This article was originally published in SRA

The success of biosimilars will depend on a range of factors, including local policies on interchangeability, harmonization of naming conventions, reimbursement decisions, and physician adoption. Real-world evidence will help to support data generated by clinical trials and fill the evidence gap for doctors, patients and payers, say Jaclyn Bosco and Nancy Dreyer.

With increasing biologic patent expiries, availability of biosimilars is expected to increase. While the lower cost of these biologics may entice some payers, biosimilar manufacturers face a sophisticated marketplace. Relevant real-world clinical evidence will be needed to support claims of safety, effectiveness and value to satisfy not only regulatory concerns but also those of clinicians, patients and health systems.

This article discusses the role of real-world evidence generation for demonstrating safety and effectiveness, evaluating treatment heterogeneity and identifying any delayed risks and benefits related to biosimilars. Specifically, the article examines considerations involved in framing research questions, designing studies, acquiring data, tracking treatment exposure and accounting for confounding factors. 

Biologics are products that are developed through biologic synthesis in living organisms. They are used in vaccines, blood or blood components, gene and cell therapies, tissues and therapeutic proteins, including monoclonal antibodies. Advances in biologics have provided successful treatments for cancer, rheumatologic diseases and other conditions but these products are far more costly than small molecule drugs. For example, the costs of protein-based therapeutic products used to treat diabetes and anemia as well as more rare conditions range from $15,000 to $150,000 per year1.

The promise of biosimilars is to provide cost savings, increase patient access, and promote innovation2. Biologic medicines accounted for 27% (€36bn) of drug spending in Europe in 20113 and for 28% ($92bn) in the US in 20134, although they accounted for less than 1% of all prescriptions dispensed in the US.

While biosimilars are intended to be more affordable to patients than the branded biologic, the cost-savings are not as great as for small-molecule generics because of the complexity of synthesizing biosimilars in living organisms. Of the 21 biosimilars approved by the European Medicines Agency since 2006, 19 are currently marketed5 and studies have shown average discounts of at least 25% compared with the originator product6. Recently, discounts up to 70% for biosimilar infliximab have been seen in Norway7. However, deep discounts may not be widely offered for complex biologics like infliximab due to the greater complexity in production. With many of the top-selling biologic patent expiries on the horizon, the availability and affordability of biosimilars is expected to dramatically increase across the globe.

A biosimilar is a highly similar version of an already authorized biologic (originator or reference product). Generally, in addition to comparative Phase I PK/PD data, a pivotal Phase III trial with head-to-head comparisons in the most sensitive indication to demonstrate bioequivalence is required by regulators. After demonstrating bioequivalence, it is likely that regulators will grant extrapolations to all other approved indications as the reference product based on scientific justifications for the mechanism of action8.9. A risk management or pharmacovigilance plan is almost always required and may mimic the reference product’s pharmacovigilance measures, and can include additional data collection for the biosimilar. Post-marketing studies may also be required given the uncertainty about biosimilar purity and real-world safety and effectiveness.

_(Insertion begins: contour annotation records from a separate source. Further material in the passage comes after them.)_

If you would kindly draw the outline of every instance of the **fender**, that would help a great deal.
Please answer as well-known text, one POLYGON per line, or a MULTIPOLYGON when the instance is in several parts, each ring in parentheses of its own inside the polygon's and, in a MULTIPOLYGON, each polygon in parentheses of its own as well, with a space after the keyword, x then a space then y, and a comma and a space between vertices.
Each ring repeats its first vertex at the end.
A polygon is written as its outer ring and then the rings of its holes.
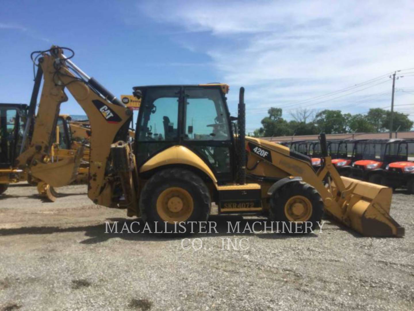
POLYGON ((155 155, 141 167, 140 173, 171 164, 185 164, 197 168, 209 176, 217 188, 217 179, 210 168, 198 156, 182 146, 170 147, 155 155))
POLYGON ((296 177, 285 177, 284 178, 282 178, 280 180, 278 180, 272 185, 272 187, 269 188, 269 190, 267 190, 267 194, 269 195, 271 195, 273 193, 275 190, 278 189, 282 186, 284 186, 286 184, 289 184, 290 182, 294 182, 302 180, 302 177, 298 176, 296 176, 296 177))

Real-World Evidence Generation

Real-world evidence generation can span the clinical development pathway (see Figure 1) and fill the knowledge gap for many stakeholders. The ideal approach is to generate real-world evidence with multiple stakeholders in mind at the outset, so that the research can serve more than one purpose.

Figure 1: Early engagement to integrate development pathways

Post-approval stakeholder research priorities can be broadly categorized into three major areas:

  • Safety and effectiveness.
  • Heterogeneity of treatment effect.
  • Delayed risks and benefits.

Once regulatory approval is obtained, regulatory agencies tend to focus mainly on safety issues. In contrast, clinicians and patients are interested in both effectiveness and safety, as well as how the risks and benefits of one treatment compare with another. In practice, these research priorities can be evaluated through biosimilar-only studies, or using broader data collection strategies to facilitate comparisons with the originator or other marketed products for various treatments and sensitive subgroups.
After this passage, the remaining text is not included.